The cage: the LLM never touches the number
In most "AI over data" tools the model writes the answer — which is exactly how you get confident, wrong numbers. Here the language model has one job: translate your question into a typed EarthQuery (a variable from a fixed list, a region, a year range, an operation). It picks from enums; it can't emit a value. Audited Python computes the number, deterministically — same query, same answer, every time. The model can be creative about understanding the question and still can't invent the result.
The validator: refuse, clarify, or split
Before any compute runs, the typed query is validated. If it's ill-posed, the system says so:
- Too-short trend — a slope over < ~10 years is noise dressed as a trend → refuse.
- Ambiguous region — "the valley" could be anywhere → clarify, don't guess.
- Two questions in one — "hotter and drier?" mixes two variables → split into two answers.
- Not a real season, a sum where only a mean makes sense, etc. → refuse.
Play with it
Pose a question by setting its shape. Watch the validator accept it, ask to clarify, split it, or refuse — exactly the behaviour behind the refusal cards on /verify.
It's tested by trying to break it
Discipline you can't measure is just a promise.

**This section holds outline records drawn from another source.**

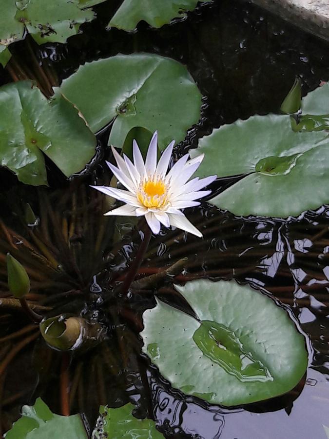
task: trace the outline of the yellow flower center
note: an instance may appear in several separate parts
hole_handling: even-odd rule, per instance
[[[136,195],[145,207],[161,209],[168,203],[167,185],[163,180],[155,180],[154,177],[142,180]]]

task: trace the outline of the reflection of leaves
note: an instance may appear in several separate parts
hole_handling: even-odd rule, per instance
[[[161,27],[173,18],[184,17],[186,11],[193,11],[197,2],[198,0],[153,0],[151,2],[123,0],[109,26],[132,31],[143,20],[153,27]]]
[[[47,184],[47,156],[69,177],[95,154],[96,138],[72,104],[57,94],[47,100],[28,81],[0,88],[1,164],[21,181]]]
[[[119,148],[140,127],[157,130],[163,149],[173,139],[183,140],[200,117],[201,94],[186,67],[155,55],[119,55],[87,63],[60,90],[94,133],[115,118],[109,144]]]
[[[92,11],[80,10],[77,0],[4,0],[0,39],[8,43],[21,40],[26,29],[38,44],[65,42],[77,33],[82,23],[93,18]]]
[[[230,406],[278,396],[301,379],[305,339],[271,299],[234,281],[195,280],[176,288],[201,325],[158,301],[144,312],[141,333],[143,351],[173,387]]]
[[[155,428],[154,421],[135,418],[132,411],[134,408],[128,403],[118,408],[101,406],[100,415],[93,432],[92,439],[108,438],[116,439],[161,439],[163,436]]]
[[[211,200],[235,215],[285,218],[329,201],[329,137],[294,132],[289,116],[223,125],[190,152],[205,154],[198,176],[249,174]]]
[[[24,405],[22,417],[5,435],[6,439],[87,439],[87,433],[79,415],[60,416],[52,413],[40,398],[34,406]]]

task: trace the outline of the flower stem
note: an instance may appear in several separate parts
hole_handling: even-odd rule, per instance
[[[146,250],[149,246],[152,232],[150,227],[145,224],[146,228],[144,233],[144,238],[142,241],[139,248],[138,250],[136,257],[133,261],[129,271],[127,273],[124,280],[120,286],[120,292],[128,293],[130,285],[132,284],[136,277],[138,270],[140,268],[142,262],[144,260]]]
[[[22,297],[19,299],[19,302],[21,307],[24,310],[26,314],[27,314],[32,321],[35,323],[39,323],[42,319],[42,317],[39,314],[38,314],[33,309],[31,309],[29,306],[29,304],[26,301],[26,299],[24,297]]]

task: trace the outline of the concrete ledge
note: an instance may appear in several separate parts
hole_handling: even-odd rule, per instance
[[[252,0],[253,3],[329,41],[329,0]]]

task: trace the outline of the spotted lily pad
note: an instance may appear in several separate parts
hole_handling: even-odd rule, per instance
[[[25,30],[38,44],[65,42],[82,23],[94,18],[92,11],[80,10],[78,0],[2,0],[0,43],[21,40]]]
[[[246,174],[210,202],[237,215],[286,218],[329,202],[329,136],[294,132],[290,116],[252,116],[215,129],[191,150],[196,175]]]
[[[199,320],[161,301],[143,315],[143,351],[174,387],[232,406],[284,394],[305,373],[305,339],[273,300],[234,281],[175,286]]]
[[[60,416],[52,413],[41,398],[34,405],[24,405],[22,416],[5,434],[6,439],[87,439],[79,415]]]
[[[186,68],[149,54],[118,55],[81,66],[61,92],[79,109],[94,133],[115,118],[109,143],[122,147],[140,127],[158,132],[158,145],[183,140],[200,118],[201,96]]]
[[[163,439],[155,428],[154,421],[137,419],[132,412],[135,406],[130,403],[117,408],[101,406],[92,439]]]
[[[0,164],[23,183],[47,184],[43,154],[69,177],[95,153],[96,140],[73,104],[48,100],[30,81],[0,87]]]
[[[203,0],[203,2],[209,1]],[[197,3],[198,0],[123,0],[109,26],[133,31],[143,20],[153,27],[161,27],[174,18],[185,17]]]
[[[299,122],[292,121],[295,131],[329,130],[329,83],[308,93],[302,100],[301,110]]]

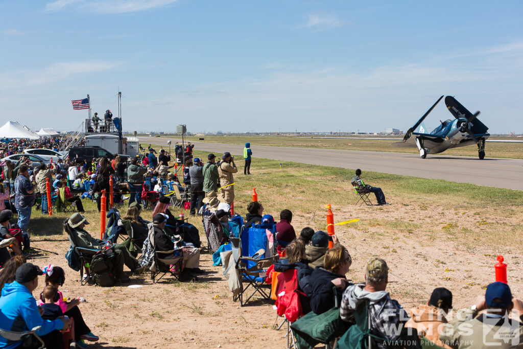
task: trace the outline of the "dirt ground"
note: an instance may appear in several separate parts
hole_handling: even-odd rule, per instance
[[[390,267],[391,296],[404,308],[426,302],[434,288],[442,286],[452,291],[458,309],[470,305],[494,281],[495,257],[499,253],[509,265],[513,294],[523,297],[521,247],[501,249],[496,242],[489,243],[482,237],[488,221],[496,219],[493,211],[492,217],[480,220],[473,212],[460,211],[462,209],[400,203],[358,207],[351,200],[338,208],[336,217],[361,219],[351,226],[336,227],[340,242],[353,258],[347,278],[362,282],[366,262],[379,256]],[[277,217],[277,212],[265,213]],[[319,210],[316,218],[323,214]],[[150,211],[143,215],[146,218],[149,215]],[[446,223],[455,221],[457,216],[459,227]],[[519,216],[496,223],[517,225]],[[293,224],[297,231],[314,219],[296,216]],[[203,231],[199,219],[191,218],[190,222]],[[87,226],[88,231],[97,230],[98,224],[94,223]],[[473,234],[479,237],[473,238],[471,245],[467,234]],[[30,262],[41,266],[49,263],[64,266],[66,280],[61,289],[64,295],[86,299],[81,309],[92,331],[100,336],[99,342],[90,347],[285,347],[285,331],[274,329],[281,319],[277,318],[274,302],[258,299],[241,308],[232,301],[222,267],[212,266],[207,253],[202,254],[200,266],[206,273],[198,282],[180,283],[166,276],[153,285],[149,275],[143,274],[132,277],[130,284],[104,288],[80,285],[79,273],[67,267],[64,258],[69,246],[65,235],[35,236],[33,239],[36,247],[56,251],[59,255],[37,254]],[[202,239],[205,241],[203,236]]]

There's an adversarial eval suite whose only job is to make the system lie — and it currently resists all of them:
- a 4-year "trend" (too short) · a sum of temperature (meaningless) · a scattered fake "season"
- a below-noise-floor effect dressed up as a signal · "evidence" from a single pixel · an ocean box with no forest to analyse
Each must fail loudly — a clear refusal, not a plausible number. A trust tool that fails silently is worse than no tool.